A question and answer session following the presentations centred around the role of LPS following implementation of the new contract. “Given the small numbers of people that are currently on LPS (around or less than 1 per cent of pharmacists), and the longer services look like they can be delivered under the new contract, is LPS a solution looking for a problem,” asked Jonathan Buisson, NHS strategy manager, Moss Pharmacy.

Ms Kendall said that in the same way that GPs can now choose between PMS and GMS, pharmacists may have the choice between the new national contract and something more innovative.

With regard to funding for LPS, Ms Roe explained: “You have to say up front the number of dispensed items you think you are going to do in a year and if you overestimate then fees are clawed back.”
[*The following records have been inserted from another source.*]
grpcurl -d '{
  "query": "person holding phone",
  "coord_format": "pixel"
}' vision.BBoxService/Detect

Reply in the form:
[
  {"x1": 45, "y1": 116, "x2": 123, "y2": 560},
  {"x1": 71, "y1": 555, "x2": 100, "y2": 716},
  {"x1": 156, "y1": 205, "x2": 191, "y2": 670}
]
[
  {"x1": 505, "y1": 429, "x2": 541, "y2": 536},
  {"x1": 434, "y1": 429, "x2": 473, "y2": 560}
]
Colette McCreedy, National Pharmaceutical Association director of pharmacy practice, suggested that something needs to be built into the LPS formula which allows for adjustment in dispensing volumes. Ms Kendall replied that she had seen a number of LPS contracts that allowed for an adjustment in dispensing volume, which was negotiated between the provider and the PCT.

Andrew Gray, an LPS provider from Berwick-upon-Tweed, told participants that he may have to withdraw from LPS. “Although [LPS] was not supposed to be dependent on prescription numbers, that is all the Department [of Health] seems to be interested in. Also, when the new contract comes in, the Drug Tariff will be reduced and, again, although LPS was supposed to take us away from retaining profits from dispensing ... unless there is a corresponding increase in LPS funding, there will be a large gap in our income.”

Jeannette Howe, deputy chief pharmacist, Department of Health, said that the department is aware of the potential implications in terms of the changes to reimbursement of generic medicines and, once it has settled negotiations on the new contract, it is also aware that it needs to look at the implications of that for LPS providers. “We cannot give you any answers at the moment because we are not at that point, but we completely recognise that we need to take those changes into account,” she commented.

Linda Dodds, pharmaceutical adviser, Ashford PCT, asked whether prices negotiated for LPS were going to be shared with PCTs and used as a basis for pricing enhanced services. Ms Howe replied: “In developing the service specifications for enhanced services we have been looking to existing experience in the NHS, including LPS. ... We have been doing some work to bring together the different pricing mechanisms and we will need to provide some indications in terms of benchmarks.”